La Presse Anarchiste

Après la capitulation japonaise

Le troi­sième acte du grand drame vient de se ter­mi­ner et si les acteurs étaient tous d’ac­cord en le but à atteindre devant le gros public, dans les cou­lisses l’a­po­théose est plu­tôt laborieuse.

Lors de la capi­tu­la­tion de l’Al­le­magne, les grands pro­blèmes euro­péens n’ont pas eu de solu­tion, et si la Rus­sie a pris la part du lion, la ques­tion bal­ka­nique, le trai­té avec l’I­ta­lie, les répa­ra­tions, le sta­tut des zones d’oc­cu­pa­tion, la ques­tion d’O­rient, sont autant de points de fric­tion en pers­pec­tive. Or, si les Anglo-Amé­ri­cains ont fait des conces­sions aux Soviets, il faut recon­naître qu’à Pots­dam on a essayé de mettre un frein à l’ex­ten­sion encom­brante des chers alliés orien­taux. L’é­pine que l’An­gle­terre et les U.S.A. s’é­taient pla­cés au Paci­fique les obli­geait à être très pru­dents, toute com­pli­ca­tion en Europe étant dom­ma­geable à l’ef­fort de guerre vers l’Ex­trême-Orient, et à la suite de l’ex­pé­rience euro­péenne il était urgent de ter­mi­ner avant l’in­ter­ven­tion russe que l’on fixait géné­ra­le­ment au prin­temps 1946. Chur­chill et Tru­man ne se fai­saient d’ailleurs pas faute de pré­co­ni­ser une guerre encore assez longue, alors qu’en fait ils avaient en main les moyens de la rac­cour­cir, l’emploi de la bombe ato­mique ayant été déter­mi­nant dans la déci­sion japo­naise. Aujourd’­hui que l’Ex­trême-Orient est mili­tai­re­ment liqui­dé, la poli­tique euro­péenne à l’é­gard des Soviets se rai­dit : en Rou­ma­nie réap­pa­raissent Maniu, lea­der du par­ti agra­rien, et Bra­tia­no, libé­ral, tous deux adver­saires de Gro­zea, lequel est l’homme des Soviets.
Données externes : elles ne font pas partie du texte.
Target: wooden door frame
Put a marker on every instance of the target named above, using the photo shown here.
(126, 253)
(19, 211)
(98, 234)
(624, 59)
En You­go­sla­vie, le bouillant Tito, après une démis­sion minis­té­rielle cau­sée par le manque de démo­cra­tie, voit en outre Pierre II rési­lier les régents ; or, cette démarche a eu l’ap­pui de Londres et de la Mai­son Blanche.

En Bul­ga­rie et en Grèce, les puis­sances démo­cra­tiques exigent le contrôle des élec­tions, signe que la confiance ne règne pas. La Consti­tu­tion d’un gou­ver­ne­ment alle­mand à Ber­lin sous la pré­si­dence du maré­chal Jou­kov amène des « mou­ve­ments divers » dans les tra­vées anglo-amé­ri­caines. Comme on le voit, mal­gré toutes les embras­sades, les coups de pied. dans les tibias ne manquent pas.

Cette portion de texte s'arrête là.